In this clip from Industry Focus: Tech, host Dylan Lewis and contributor Evan Niu explain what this substantial deceleration means for Snap's growth, why it's even worse than it might initially sound, how this relates to recent changes in Snap's ad model, and more.

A full transcript follows the video.

This video was recorded on May 4, 2018.

Dylan Lewis: Another thing that really spooked the market was a forward-looking comment from CFO Andrew Vollero. Snap is not a company that's known for giving guidance, so when we do get anything that's forward-looking from management, I think people's ears perk up. On the call, the CFO said, "As we think about year over year revenue growth rates, we are planning for our Q2 growth rate to decelerate substantially from our Q1 levels." To help paint a picture of what growth has looked like for Snap over the past few quarters, we just said before, 54% year over year growth in Q1 of 2018. Q4, 72%. Q3 of 2017, 63%. So, for them to be saying that we're going to have a meaningful deceleration as a cue to analysts, they must be expecting a pretty decent drop, somewhere in the low 40s or perhaps even lower.

Evan Niu: Right.

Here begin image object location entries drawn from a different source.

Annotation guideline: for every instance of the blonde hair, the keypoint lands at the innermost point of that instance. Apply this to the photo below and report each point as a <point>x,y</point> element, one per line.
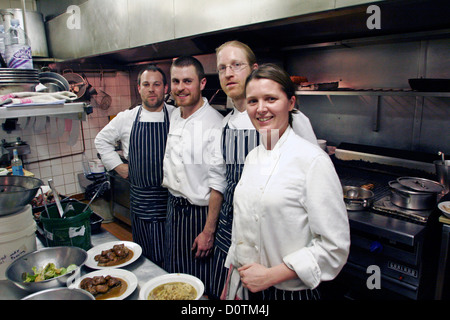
<point>251,58</point>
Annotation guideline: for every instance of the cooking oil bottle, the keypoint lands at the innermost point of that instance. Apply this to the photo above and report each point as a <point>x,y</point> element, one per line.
<point>16,164</point>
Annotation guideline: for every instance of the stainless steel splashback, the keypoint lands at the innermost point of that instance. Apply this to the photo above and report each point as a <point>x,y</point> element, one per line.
<point>108,26</point>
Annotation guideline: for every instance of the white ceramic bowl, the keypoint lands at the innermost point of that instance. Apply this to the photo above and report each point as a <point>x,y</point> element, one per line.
<point>445,208</point>
<point>172,277</point>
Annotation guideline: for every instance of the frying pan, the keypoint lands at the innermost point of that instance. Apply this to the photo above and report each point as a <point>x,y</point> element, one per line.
<point>430,85</point>
<point>77,83</point>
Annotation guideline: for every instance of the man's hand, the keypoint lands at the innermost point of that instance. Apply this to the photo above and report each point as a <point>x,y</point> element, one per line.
<point>122,170</point>
<point>203,244</point>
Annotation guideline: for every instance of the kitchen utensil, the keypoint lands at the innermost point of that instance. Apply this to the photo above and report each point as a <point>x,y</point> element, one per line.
<point>95,195</point>
<point>430,85</point>
<point>445,208</point>
<point>54,82</point>
<point>77,83</point>
<point>357,198</point>
<point>442,172</point>
<point>408,198</point>
<point>60,294</point>
<point>420,184</point>
<point>16,192</point>
<point>60,256</point>
<point>56,197</point>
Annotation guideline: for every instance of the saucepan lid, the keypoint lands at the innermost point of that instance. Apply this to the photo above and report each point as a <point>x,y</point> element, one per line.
<point>420,184</point>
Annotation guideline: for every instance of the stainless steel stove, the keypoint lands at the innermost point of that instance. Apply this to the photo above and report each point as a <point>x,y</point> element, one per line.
<point>401,243</point>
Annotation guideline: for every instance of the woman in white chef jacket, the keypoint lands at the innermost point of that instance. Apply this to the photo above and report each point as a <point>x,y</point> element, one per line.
<point>290,227</point>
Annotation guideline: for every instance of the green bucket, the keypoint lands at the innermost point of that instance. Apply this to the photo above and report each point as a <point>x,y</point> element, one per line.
<point>73,230</point>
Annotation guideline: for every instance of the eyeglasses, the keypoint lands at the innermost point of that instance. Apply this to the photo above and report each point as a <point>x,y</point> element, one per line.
<point>235,67</point>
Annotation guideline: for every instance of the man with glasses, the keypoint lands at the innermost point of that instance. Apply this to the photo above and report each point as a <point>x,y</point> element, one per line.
<point>235,62</point>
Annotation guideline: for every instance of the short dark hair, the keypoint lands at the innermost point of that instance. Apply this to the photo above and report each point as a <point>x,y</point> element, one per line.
<point>186,61</point>
<point>152,68</point>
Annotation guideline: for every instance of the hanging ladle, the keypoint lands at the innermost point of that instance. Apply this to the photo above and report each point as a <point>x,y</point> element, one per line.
<point>440,153</point>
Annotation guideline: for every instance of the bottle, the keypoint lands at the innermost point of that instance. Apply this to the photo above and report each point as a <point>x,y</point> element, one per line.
<point>85,163</point>
<point>16,164</point>
<point>17,47</point>
<point>2,41</point>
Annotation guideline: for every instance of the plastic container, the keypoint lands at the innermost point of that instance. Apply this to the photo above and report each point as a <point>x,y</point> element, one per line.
<point>72,230</point>
<point>17,237</point>
<point>16,164</point>
<point>17,47</point>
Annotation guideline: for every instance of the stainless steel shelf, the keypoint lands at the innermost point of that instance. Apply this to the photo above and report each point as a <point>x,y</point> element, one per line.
<point>73,111</point>
<point>371,93</point>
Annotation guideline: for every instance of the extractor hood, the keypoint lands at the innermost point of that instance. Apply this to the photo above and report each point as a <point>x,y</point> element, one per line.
<point>132,32</point>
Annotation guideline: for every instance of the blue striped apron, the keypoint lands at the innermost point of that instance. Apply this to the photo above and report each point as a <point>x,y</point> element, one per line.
<point>236,144</point>
<point>148,200</point>
<point>184,223</point>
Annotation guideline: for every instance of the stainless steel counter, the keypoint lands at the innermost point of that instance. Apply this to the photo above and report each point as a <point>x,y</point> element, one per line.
<point>143,268</point>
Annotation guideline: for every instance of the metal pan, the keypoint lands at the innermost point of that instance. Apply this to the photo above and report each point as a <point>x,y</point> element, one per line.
<point>53,81</point>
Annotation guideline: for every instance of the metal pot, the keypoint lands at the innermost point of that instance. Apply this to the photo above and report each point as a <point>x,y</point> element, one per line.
<point>357,198</point>
<point>404,196</point>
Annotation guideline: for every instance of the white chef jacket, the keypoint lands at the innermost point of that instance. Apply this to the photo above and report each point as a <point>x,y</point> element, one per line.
<point>289,208</point>
<point>119,128</point>
<point>190,166</point>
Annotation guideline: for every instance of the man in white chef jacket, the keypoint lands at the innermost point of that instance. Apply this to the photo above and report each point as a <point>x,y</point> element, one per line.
<point>195,182</point>
<point>143,132</point>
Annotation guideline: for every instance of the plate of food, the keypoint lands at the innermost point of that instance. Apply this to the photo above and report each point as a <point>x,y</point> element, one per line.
<point>112,284</point>
<point>115,254</point>
<point>172,286</point>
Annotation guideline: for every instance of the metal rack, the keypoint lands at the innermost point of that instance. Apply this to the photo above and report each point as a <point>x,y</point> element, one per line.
<point>74,111</point>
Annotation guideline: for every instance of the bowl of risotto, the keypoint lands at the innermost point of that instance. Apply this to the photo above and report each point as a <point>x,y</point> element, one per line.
<point>172,286</point>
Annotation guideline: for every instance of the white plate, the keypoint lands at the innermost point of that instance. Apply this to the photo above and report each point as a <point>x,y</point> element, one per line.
<point>125,275</point>
<point>91,263</point>
<point>445,208</point>
<point>171,277</point>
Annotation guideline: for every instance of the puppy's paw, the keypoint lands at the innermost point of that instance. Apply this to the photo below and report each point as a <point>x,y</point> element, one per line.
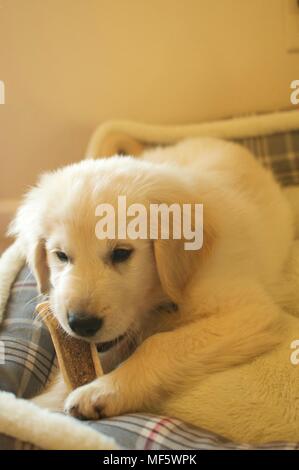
<point>96,400</point>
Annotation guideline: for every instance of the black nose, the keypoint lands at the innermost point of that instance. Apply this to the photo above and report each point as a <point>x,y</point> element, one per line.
<point>84,325</point>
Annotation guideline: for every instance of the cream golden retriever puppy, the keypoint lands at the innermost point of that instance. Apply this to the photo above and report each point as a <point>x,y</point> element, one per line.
<point>212,346</point>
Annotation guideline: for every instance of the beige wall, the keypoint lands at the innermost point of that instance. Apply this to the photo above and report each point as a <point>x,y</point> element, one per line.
<point>71,64</point>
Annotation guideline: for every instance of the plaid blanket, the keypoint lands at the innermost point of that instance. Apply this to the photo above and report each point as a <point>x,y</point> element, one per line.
<point>30,357</point>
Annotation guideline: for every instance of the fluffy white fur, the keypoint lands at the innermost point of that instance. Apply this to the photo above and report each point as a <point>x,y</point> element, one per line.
<point>213,362</point>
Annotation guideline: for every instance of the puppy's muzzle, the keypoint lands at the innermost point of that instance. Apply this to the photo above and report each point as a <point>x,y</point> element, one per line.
<point>84,325</point>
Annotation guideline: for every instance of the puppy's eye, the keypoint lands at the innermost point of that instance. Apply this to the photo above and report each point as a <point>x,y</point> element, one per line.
<point>119,255</point>
<point>62,256</point>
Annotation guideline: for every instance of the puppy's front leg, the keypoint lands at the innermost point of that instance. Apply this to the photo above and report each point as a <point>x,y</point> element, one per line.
<point>241,331</point>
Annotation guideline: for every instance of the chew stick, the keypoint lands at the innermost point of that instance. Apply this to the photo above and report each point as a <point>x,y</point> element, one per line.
<point>78,360</point>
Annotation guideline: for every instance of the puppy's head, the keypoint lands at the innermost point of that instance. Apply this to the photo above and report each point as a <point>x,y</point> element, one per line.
<point>102,289</point>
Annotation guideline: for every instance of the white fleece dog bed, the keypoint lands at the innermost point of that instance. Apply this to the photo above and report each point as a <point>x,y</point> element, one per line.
<point>25,421</point>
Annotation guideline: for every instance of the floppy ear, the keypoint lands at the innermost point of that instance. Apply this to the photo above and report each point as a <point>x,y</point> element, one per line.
<point>175,264</point>
<point>40,266</point>
<point>27,229</point>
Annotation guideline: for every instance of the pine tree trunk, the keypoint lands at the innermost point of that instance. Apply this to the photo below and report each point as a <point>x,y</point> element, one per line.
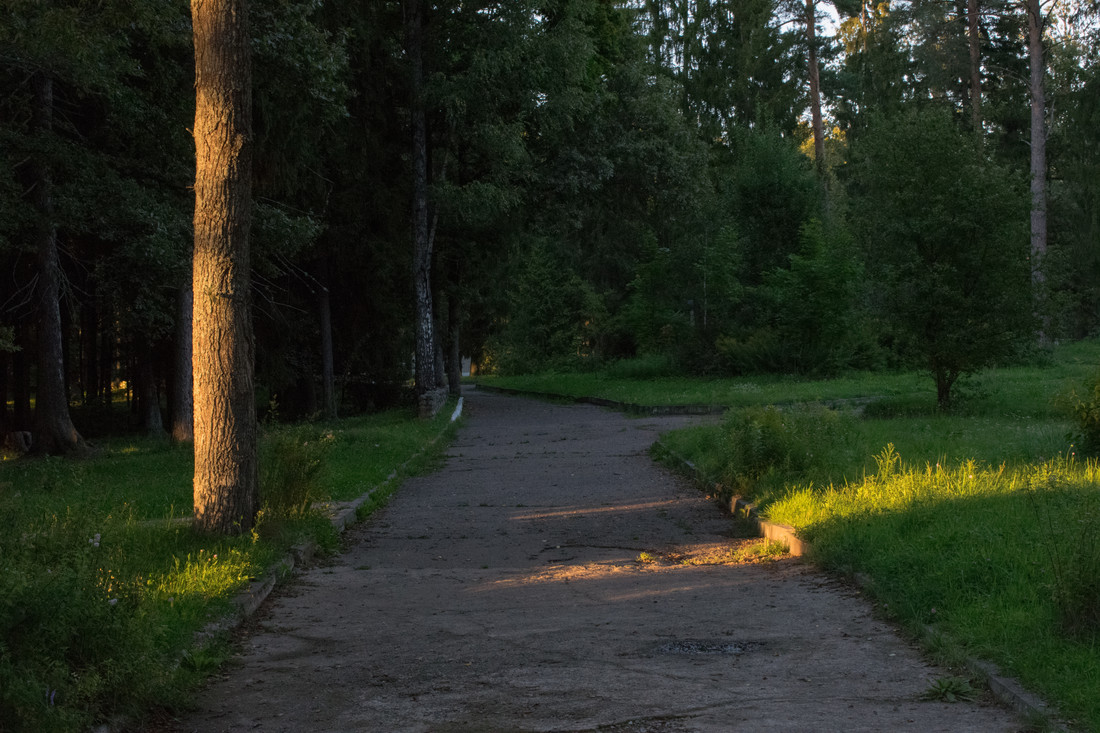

I think the broader context of these relatively strong historical growth rates is, remember, as we mentioned, this ad business is so young that they're coming off of a really small base. These growth numbers look really good, but you would expect them to keep maintaining these high levels of growth -- which are, by the way, being priced into the stock, at least they were before the earnings release.

But, you have these high growth rate as you're growing off these really small bases, so some deceleration is expected. But, when they're expecting a big drop-off even when they should still be in the process of ramping, that is a pretty big concern for investors.

Lewis: And they point out that this deceleration comes as there's a lot of growth in ad impressions, which are being offset by pricing for Snap ads. I think, to a certain extent, this dynamic is bound to happen. With the switch-over from these direct-sold ads to programmatic, where you have software being used to buy ads rather than having contact and salespeople, there are a lot more fluctuations with ad prices. The flip of that is, it opens the door to a lot of new advertisers to come in. This is a move that, we've talked about in the past, Snap really had to make, especially in order to bring smaller advertisers into the fold. But this is the problem with making that switch, is that you can have some pretty big hits to your financials if you're wholly reliant on ads.

Niu: Right. And Chief Strategy Officer Imran Khan had an interesting comment, too, about, as this redesign relates to ad buyers specifically, there's been so much negative press about this redesign that he said that's probably causing some delays or pauses in purchase decisions -- which is probably true, but it's also like, you're blaming it on media. The point is, this redesign is not being well-received from the user base, and yeah, that's going to manifest in the ad business, too.